Serbian teachers’ unions announced protests and strikes to warn about a crisis in the school system and demand changes.

The same day, authorities moved to boost gun control, as police urged citizens to lock up their guns and keep them away from children. The Government ordered a two-year moratorium on short-barrel guns, tougher control of people with guns and shooting grounds, and tougher sentences for people who enable minors to get hold of guns.

A registered gun owner in Serbia must be over 18, healthy and have no criminal record. Weapons must be kept locked and separately from ammunition.

The shooting on Wednesday morning in Vladislav Ribnikar primary school also left seven people hospitalised - six children and a teacher.
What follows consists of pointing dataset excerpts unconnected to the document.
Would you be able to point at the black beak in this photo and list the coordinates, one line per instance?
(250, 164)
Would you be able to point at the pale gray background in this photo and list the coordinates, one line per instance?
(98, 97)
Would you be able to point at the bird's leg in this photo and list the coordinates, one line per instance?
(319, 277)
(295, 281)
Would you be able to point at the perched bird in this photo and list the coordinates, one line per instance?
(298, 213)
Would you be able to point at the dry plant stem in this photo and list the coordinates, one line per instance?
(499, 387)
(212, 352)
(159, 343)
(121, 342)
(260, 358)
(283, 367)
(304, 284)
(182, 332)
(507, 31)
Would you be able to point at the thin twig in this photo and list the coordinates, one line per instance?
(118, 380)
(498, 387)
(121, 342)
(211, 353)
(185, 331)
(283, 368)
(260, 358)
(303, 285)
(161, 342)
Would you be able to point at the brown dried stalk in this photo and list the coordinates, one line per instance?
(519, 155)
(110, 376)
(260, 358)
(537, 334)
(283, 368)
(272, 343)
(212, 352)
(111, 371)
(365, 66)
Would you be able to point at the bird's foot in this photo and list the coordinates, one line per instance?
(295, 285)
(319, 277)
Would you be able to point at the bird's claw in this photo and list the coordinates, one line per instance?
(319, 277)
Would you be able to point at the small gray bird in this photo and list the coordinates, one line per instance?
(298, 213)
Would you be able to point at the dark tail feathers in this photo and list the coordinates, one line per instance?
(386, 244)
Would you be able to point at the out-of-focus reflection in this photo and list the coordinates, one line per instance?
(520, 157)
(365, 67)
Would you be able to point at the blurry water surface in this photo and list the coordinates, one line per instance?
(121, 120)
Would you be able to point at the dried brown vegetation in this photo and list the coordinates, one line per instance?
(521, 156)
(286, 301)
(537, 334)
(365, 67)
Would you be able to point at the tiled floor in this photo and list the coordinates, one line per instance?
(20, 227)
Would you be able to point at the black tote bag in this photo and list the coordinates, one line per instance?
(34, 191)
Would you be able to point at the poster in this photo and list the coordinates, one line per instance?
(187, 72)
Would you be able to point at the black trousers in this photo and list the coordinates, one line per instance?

One girl who was shot in the head remained in life-threatening condition and a boy was in serious condition with spinal injuries, doctors said on Thursday.

Flowers and stuffed toys lie at a makeshift shrine to commemorate victims in Belgrade, Serbia. Photo / AP
Flowers and stuffed toys lie at a makeshift shrine to commemorate victims in Belgrade, Serbia. Photo / AP

Authorities have said the shooter, whom police identified as Kosta Kecmanovic, is too young to be charged and tried. He has been placed in a mental institution, while his father has been detained on suspicion of endangering public security because his son got hold of the guns.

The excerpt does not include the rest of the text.